Jack got up quietly in the middle of the night. He hadn’t allowed himself to sleep too soundly. He walked softly over to the small four-paned glass window and nudged it open. The heat from outside instantly enveloped his face as he stared out into the night. He crawled through the window and squatted on the desert floor, where he pulled on his shoes.
It seemed an overly elaborate escape plan, but with Molly sleeping on the couch and Boots lurking who knew where, the window was his best option. He had tested it earlier that day and was happy to find that it did not make a sound when opened. Quiet.
He stood up and looked back through the window at Laura sleeping in the bed. He felt a twinge in his heart with the thought of leaving her here, but she had voiced her opinion of his plan loud and clear. They were no longer a team. Whether or not that conclusion would last after he brought back help would have to play itself out. For now, he had to leave, whether she was on board or not.

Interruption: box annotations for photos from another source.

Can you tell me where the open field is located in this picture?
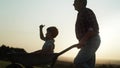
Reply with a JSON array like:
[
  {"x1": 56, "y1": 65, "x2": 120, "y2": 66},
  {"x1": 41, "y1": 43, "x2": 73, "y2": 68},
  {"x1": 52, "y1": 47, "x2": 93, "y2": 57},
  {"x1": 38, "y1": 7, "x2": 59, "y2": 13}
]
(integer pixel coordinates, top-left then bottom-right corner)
[{"x1": 0, "y1": 61, "x2": 120, "y2": 68}]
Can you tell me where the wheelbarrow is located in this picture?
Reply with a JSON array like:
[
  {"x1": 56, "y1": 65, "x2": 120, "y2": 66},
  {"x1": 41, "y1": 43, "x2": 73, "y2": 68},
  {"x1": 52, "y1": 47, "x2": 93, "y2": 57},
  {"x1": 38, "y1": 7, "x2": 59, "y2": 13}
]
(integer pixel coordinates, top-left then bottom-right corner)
[{"x1": 2, "y1": 45, "x2": 76, "y2": 68}]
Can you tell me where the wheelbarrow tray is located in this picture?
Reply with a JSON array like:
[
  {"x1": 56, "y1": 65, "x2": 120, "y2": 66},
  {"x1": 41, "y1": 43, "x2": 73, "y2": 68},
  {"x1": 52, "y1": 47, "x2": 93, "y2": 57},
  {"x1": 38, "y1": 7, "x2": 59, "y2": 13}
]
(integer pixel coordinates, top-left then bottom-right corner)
[
  {"x1": 8, "y1": 53, "x2": 57, "y2": 66},
  {"x1": 0, "y1": 45, "x2": 76, "y2": 67}
]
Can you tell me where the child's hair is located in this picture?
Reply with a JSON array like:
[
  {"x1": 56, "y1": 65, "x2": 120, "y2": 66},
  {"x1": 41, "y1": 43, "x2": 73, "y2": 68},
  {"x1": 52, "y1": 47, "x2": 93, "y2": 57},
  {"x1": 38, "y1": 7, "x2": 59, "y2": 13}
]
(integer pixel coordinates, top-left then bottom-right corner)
[{"x1": 47, "y1": 26, "x2": 58, "y2": 38}]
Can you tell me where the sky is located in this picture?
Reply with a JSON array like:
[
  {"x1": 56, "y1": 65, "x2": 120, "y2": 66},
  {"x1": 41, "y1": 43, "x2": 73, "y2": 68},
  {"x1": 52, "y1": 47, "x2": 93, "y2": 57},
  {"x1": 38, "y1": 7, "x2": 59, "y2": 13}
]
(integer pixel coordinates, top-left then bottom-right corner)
[{"x1": 0, "y1": 0, "x2": 120, "y2": 60}]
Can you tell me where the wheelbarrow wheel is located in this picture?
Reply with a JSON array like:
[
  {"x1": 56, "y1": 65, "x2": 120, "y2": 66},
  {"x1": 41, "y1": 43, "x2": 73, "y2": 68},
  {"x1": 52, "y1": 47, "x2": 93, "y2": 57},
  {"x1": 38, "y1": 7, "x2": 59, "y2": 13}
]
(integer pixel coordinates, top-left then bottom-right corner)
[{"x1": 6, "y1": 63, "x2": 23, "y2": 68}]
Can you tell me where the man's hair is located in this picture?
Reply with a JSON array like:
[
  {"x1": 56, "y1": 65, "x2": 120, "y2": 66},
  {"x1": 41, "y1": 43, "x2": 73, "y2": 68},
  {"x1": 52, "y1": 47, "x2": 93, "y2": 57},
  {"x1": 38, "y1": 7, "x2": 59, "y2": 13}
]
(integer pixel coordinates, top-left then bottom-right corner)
[{"x1": 47, "y1": 26, "x2": 58, "y2": 38}]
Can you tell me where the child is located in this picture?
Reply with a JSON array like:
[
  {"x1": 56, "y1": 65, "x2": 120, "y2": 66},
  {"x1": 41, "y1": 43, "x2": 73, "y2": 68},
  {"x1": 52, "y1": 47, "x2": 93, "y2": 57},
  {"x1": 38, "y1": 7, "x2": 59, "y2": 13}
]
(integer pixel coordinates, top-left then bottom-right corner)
[{"x1": 33, "y1": 25, "x2": 58, "y2": 54}]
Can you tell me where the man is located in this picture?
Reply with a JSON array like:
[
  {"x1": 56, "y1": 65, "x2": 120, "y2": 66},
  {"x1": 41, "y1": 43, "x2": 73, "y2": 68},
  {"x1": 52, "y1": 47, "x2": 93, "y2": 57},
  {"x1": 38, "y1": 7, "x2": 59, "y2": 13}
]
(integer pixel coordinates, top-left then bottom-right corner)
[{"x1": 73, "y1": 0, "x2": 100, "y2": 68}]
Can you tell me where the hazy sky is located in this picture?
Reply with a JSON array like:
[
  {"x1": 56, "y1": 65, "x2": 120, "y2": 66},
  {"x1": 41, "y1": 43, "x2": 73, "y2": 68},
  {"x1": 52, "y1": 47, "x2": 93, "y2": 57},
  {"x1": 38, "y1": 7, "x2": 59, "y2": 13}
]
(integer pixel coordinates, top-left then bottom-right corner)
[{"x1": 0, "y1": 0, "x2": 120, "y2": 60}]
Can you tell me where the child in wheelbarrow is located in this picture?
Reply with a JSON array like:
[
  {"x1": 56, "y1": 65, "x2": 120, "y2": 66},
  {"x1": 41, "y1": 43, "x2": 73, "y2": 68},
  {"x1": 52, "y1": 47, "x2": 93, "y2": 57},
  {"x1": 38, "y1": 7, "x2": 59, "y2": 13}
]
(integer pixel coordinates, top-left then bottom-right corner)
[{"x1": 32, "y1": 25, "x2": 58, "y2": 54}]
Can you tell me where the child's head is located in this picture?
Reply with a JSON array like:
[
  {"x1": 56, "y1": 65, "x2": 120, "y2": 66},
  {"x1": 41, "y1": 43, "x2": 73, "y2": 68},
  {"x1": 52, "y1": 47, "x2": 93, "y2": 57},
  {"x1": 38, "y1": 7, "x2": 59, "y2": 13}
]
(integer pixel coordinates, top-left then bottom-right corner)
[{"x1": 47, "y1": 26, "x2": 58, "y2": 38}]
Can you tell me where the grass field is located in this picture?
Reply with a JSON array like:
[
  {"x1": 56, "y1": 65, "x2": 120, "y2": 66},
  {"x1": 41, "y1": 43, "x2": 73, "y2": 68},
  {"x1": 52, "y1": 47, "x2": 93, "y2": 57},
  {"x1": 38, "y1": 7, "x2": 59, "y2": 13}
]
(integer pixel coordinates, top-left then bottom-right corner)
[{"x1": 0, "y1": 61, "x2": 120, "y2": 68}]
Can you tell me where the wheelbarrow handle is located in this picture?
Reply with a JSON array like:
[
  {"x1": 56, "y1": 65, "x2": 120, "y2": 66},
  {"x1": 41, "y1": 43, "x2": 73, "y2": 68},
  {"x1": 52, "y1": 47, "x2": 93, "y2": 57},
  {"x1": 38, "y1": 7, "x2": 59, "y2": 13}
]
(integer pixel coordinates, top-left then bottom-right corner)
[{"x1": 58, "y1": 45, "x2": 76, "y2": 56}]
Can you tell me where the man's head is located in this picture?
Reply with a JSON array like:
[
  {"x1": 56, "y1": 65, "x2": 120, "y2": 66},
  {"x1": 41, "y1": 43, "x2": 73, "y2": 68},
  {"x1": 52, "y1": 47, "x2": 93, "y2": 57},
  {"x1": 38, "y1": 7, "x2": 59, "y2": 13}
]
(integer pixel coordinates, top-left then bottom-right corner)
[{"x1": 73, "y1": 0, "x2": 87, "y2": 11}]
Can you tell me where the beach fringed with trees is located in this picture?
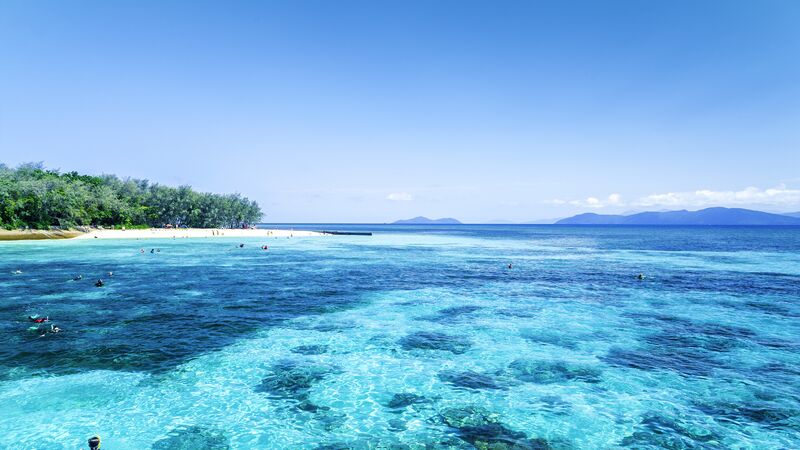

Looking at the stars, he tried to recall any astronomy lessons he may have slept through and estimated to the best of his knowledge what way might be east. He didn’t know why, but he was sure Vegas was that way. Careful not to make a sound, he stalked around the corner of the house and walked off.
The situation ran through his mind like a grocery store checklist. It has to be around midnight, so six hours until daybreak. You have little water, so you have to make some miles before the heat gets unbearable, he thought. You have no idea where you are going, or how far it might be to see another soul. Awesome odds.
Trotting off into the desert night, Jack established a steady pace. The moon was not full but still illuminated the rock and dust, which gave off an eerie glow of haunting subtlety. In his mind he could envision the rattlesnakes and scorpions watching his progress through the dark and licking their chops at what might possibly be a free lunch by noon. The crunching sounds of his own footfalls were all that he could hear as he progressed to a small rise east of the cabin. He stopped and looked back at the prison trailer.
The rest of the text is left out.